Mark McGuire : Our Family

Mark McGuire Our Family review

It’s been a fascinating journey watching the evolution of guitarist Mark McGuire in the years since the dissolution of Emeralds, the trio through which he, John Elliott and Steven Hauschildt broke through. Their sound in that trio environment had long been marked by the alchemical union of McGuire’s dense layers of new age guitars, glistening and draped with reverb, Hauschildt’s dense kosmische keys and arpeggiators and John Elliott’s deep and often noisy soundscapes. The breaking of the band into its constituent parts seemed destined inevitably given the trajectory of the band’s music, separating these components further and further from each other until it became clear even from the outside that the most fruitful development for these players would be pursuing their own paths. And so it was for several years, each of these three producing music that lived comfortably within the broader constellation of Emeralds work and even interlocking well with one another while having their own distinctive flavors and approaches.

As commented before in a review of his work here, 2017’s Ideas of Beginnings seemed to introduce the first real differentiating strain to McGuire’s work. On that record, he stripped away the psychedelic production and new age gloss that had girded his delicate and deeply melodic guitar playing for years, instead laying bare a series of acoustic numbers that felt more in keeping with the works of someone like Michael Hedges than David Helpling. Our Family extends this conceit further; its first half contains several pieces that are out-and-out singer/songwriter guitar pieces, feeling almost more in the company of John Mayer and the like. Thankfully, similar to Mayer’s own critical reevaluation, these pieces are satisfyingly complex on a compositional level while still containing great sweetness for the ear. They are not disarming by their content, which is well-arranged and well-played, but by their mere presence. This is, to be blunt, not exactly what one would expect when pressing play on a record by a former member of Emeralds.
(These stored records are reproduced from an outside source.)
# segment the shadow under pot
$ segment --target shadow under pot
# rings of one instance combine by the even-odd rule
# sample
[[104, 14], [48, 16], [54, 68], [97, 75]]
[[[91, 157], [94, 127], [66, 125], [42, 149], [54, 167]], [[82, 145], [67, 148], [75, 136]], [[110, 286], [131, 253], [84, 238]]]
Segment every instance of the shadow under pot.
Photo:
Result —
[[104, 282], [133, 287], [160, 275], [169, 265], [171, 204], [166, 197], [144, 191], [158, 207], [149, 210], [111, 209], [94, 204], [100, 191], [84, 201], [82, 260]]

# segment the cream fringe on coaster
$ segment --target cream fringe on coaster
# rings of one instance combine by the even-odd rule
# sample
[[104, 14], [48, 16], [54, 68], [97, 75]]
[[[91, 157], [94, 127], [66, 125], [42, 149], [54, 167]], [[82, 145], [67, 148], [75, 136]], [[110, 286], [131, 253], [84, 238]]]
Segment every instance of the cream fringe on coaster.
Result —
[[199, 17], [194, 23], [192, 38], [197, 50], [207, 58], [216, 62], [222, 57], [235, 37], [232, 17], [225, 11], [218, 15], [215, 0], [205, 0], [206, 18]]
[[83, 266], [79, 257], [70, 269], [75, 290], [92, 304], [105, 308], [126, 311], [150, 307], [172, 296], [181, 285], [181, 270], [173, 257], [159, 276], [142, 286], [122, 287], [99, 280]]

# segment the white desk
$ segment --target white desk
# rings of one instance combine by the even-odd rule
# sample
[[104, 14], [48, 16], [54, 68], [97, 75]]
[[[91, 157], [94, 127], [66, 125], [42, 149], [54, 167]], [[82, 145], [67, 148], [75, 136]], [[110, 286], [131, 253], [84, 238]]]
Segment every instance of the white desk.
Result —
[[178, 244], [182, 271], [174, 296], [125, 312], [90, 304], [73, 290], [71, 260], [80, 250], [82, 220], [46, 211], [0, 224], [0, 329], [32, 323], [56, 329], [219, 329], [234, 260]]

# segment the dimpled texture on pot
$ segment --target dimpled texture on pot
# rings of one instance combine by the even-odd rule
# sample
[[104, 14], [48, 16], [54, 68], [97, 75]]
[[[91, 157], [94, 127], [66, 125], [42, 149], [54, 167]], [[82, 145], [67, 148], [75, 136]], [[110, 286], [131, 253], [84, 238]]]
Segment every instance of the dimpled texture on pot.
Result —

This seems, however, to be largely the point. There is no sense of being ashamed of that legacy nor of the continued work his peers from that group have carried on with; the back half of this record, in fact, gradually ups the density and opacity of the lush psychedelic new age swirl of melodic guitars and rich harmonies in a way that feels quite commensurate with the ongoing work of Hauschildt in particular. It reads instead like an individuating statement, a sense of aesthetic ownership, producing something that none of the others ever would and thus belongs fully and completely to McGuire. Likewise it’s satisfying to hear material that fully indulges in guitarisms, often a dirty word in certain independent music spaces but something a maturing instrumentalist one day reconciles themselves against. There is a particular guitarishness to the way those acoustic guitar-driven songs are constructed, feeling less concerned with the guitar as a vehicle to sound but instead with the guitar-qua-guitar. This is especially satisfying to see in a player like McGuire, who has proven more than capable on the instrument.

Still, while it is satisfying to hear those different directionalities and tantalizing to imagine the spaces they may develop into, it is on the backhalf of this record where he returns to kosmische that McGuire produces the most compelling material. It is easy to imagine that one day soon, material in different forms from him will no longer feel like detours and will instead be able to command a more concentrated attention, but as of Our Family, it is still clear where his greatest talent lies and best thoughts are manifested. The addition of vocals in those earlier tracks in particular feel more like the obvious road forward, finding space to integrate his singing voice into more and more segments of his compositions regardless of the genre context. Hopefully we get there. He is, after all, one hell of a player.